Lula estaba infladísimo en su papel de "estadista regional", y fue el bastonero de las principales declaraciones políticas de la cumbre. Sobre Haití, en una crítica apenas velada a la intervención yanqui, instó a respaldar al presidente René Preval, porque "todos están gobernando Haití menos el presidente electo democráticamente". Y sobre Honduras, dejó en claro que la no invitación a Porfirio Lobo fue un gesto político: "No puedo aceptar que una junta de militares" interrumpa la vida institucional, y defendió la decisión de la OEA y del Grupo de Río de suspender a ese país como "el acuerdo más justo y democrático". Le respondió así a Oscar Arias, de Costa Rica, que en una postura proyanqui más tradicional había lamentado la ausencia de Honduras en la reunión. Otras resoluciones, con amplio consenso, fueron el apoyo al reclamo argentino por las Malvinas y el reclamo a Estados Unidos de que finalice el bloqueo a Cuba. Justamente, Castro y Chávez fueron los más entusiastas defensores de la CELC como herramienta de una "integración latinoamericana" de lo más vaporosa, que no cuesta nada afirmar y siempre queda bien.

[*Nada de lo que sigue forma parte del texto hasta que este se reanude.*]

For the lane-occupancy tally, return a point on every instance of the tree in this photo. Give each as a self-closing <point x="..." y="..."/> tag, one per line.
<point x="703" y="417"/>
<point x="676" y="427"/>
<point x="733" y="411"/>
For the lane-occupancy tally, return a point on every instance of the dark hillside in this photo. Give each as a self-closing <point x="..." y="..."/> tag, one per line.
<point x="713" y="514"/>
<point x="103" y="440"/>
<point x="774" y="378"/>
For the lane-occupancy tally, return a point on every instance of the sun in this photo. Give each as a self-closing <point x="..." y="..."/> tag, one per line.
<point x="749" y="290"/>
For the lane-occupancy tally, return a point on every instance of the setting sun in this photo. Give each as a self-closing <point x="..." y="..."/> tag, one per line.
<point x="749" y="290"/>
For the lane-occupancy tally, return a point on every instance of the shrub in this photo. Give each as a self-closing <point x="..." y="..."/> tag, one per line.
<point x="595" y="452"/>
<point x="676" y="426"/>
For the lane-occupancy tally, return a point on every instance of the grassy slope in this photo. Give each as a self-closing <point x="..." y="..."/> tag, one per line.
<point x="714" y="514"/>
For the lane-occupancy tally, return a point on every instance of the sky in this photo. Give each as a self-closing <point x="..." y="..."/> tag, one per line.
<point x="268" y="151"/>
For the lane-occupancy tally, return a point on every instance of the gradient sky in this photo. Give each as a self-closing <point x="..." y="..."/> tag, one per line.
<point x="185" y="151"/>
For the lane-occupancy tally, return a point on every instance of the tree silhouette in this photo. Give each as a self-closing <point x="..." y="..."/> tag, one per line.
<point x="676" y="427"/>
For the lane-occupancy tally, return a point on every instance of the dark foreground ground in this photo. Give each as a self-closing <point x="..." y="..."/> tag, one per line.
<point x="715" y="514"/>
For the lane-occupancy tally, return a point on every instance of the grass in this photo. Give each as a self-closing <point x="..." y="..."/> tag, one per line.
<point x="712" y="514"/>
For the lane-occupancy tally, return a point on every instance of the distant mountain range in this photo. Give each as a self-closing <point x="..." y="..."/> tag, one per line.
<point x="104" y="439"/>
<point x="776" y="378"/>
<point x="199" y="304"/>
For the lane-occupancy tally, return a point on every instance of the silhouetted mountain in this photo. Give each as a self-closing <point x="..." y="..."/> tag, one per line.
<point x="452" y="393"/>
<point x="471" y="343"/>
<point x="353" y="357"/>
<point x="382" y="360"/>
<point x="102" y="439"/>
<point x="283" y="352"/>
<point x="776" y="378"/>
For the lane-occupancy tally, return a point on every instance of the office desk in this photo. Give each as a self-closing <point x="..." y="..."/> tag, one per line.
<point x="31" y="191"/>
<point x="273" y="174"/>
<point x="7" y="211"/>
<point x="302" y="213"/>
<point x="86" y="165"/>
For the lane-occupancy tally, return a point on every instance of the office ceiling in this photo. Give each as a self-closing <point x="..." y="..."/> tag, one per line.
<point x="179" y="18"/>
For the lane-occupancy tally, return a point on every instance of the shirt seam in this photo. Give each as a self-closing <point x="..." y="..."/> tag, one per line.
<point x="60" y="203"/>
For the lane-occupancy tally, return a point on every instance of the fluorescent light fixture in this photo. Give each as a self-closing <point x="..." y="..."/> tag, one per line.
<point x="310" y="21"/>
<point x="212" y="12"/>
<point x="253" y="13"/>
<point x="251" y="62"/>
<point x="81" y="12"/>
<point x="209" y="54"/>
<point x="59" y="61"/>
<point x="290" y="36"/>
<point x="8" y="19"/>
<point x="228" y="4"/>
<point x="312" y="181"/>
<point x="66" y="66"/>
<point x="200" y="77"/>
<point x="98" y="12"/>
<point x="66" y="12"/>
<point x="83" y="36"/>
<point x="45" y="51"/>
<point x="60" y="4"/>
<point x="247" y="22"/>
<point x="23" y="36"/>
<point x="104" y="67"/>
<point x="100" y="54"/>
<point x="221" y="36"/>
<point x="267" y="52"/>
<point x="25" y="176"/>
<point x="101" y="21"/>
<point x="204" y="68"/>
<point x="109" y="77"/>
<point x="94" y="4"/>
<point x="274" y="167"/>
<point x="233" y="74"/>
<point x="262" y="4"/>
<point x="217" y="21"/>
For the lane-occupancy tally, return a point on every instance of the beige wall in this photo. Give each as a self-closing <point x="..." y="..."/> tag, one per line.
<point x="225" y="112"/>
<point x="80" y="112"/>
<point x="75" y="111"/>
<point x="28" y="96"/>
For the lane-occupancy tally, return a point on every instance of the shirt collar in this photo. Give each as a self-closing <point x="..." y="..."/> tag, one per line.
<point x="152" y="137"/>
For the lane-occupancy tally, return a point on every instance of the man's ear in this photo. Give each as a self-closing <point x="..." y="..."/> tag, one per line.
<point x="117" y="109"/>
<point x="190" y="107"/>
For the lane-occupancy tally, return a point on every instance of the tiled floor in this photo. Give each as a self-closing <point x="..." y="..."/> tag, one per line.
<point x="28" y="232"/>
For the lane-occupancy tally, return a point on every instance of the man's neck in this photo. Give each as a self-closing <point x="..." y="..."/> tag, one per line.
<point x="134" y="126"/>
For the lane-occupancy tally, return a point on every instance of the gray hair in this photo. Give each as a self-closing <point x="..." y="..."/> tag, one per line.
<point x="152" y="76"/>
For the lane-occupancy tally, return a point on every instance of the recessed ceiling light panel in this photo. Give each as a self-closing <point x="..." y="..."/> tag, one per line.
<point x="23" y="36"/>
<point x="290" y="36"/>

Hablando en plata, y según el analista uruguayo Raúl Zibechi, "los dos aspectos centrales y los más concretos que firmaron los presidentes son los apartados dedicados a energía y a la integración en infraestructura" ("El bloque latinoamericano y caribeño", La Jornada, 26-2). Se acordó impulsar los biocombustibles e intensificar las obras de conectividad y transporte multimodal.

Se entiende perfectamente: Brasil es el primer productor mundial de etanol, y en cuanto a la "conectividad", el vecino país es el gran impulsor de la IIRSA (Iniciativa para la Integración de la Infraestructura Regional Sudamericana), conjunto de mega obras propuestas por el Banco Mundial con el beneplácito y la participación fundamental de corporaciones de Estados Unidos, con multilatinas brasileñas como socias privilegiadas.

Así, la política exterior brasileña no da puntada sin hilo: mientras se planta como "líder regional" capaz de discutir (con el apoyo del conjunto de los gobiernos del continente, desde Uribe a Raúl Castro) los aspectos más irritantes de una hegemonía yanqui en crisis, afirma su estrategia de más largo plazo. Que no es otra que instalar a Brasil, bajo el ala del "multilateralismo", en la misma gestión, con nuevos invitados, del actual orden internacional capitalista y neoliberal.

Tras los discursos de la "integración" y de la "independencia" no hay la menor intención de modificar de fondo la arquitectura internacional y regional que condena a la dependencia y al atraso a Latinoamérica, sino, en todo caso, de reinsertarse en esa realidad con nuevos socios y bajo condiciones algo menos desfavorables. Demasiado poco para lo que reclaman desde hace décadas los trabajadores y los pueblos de nuestro continente.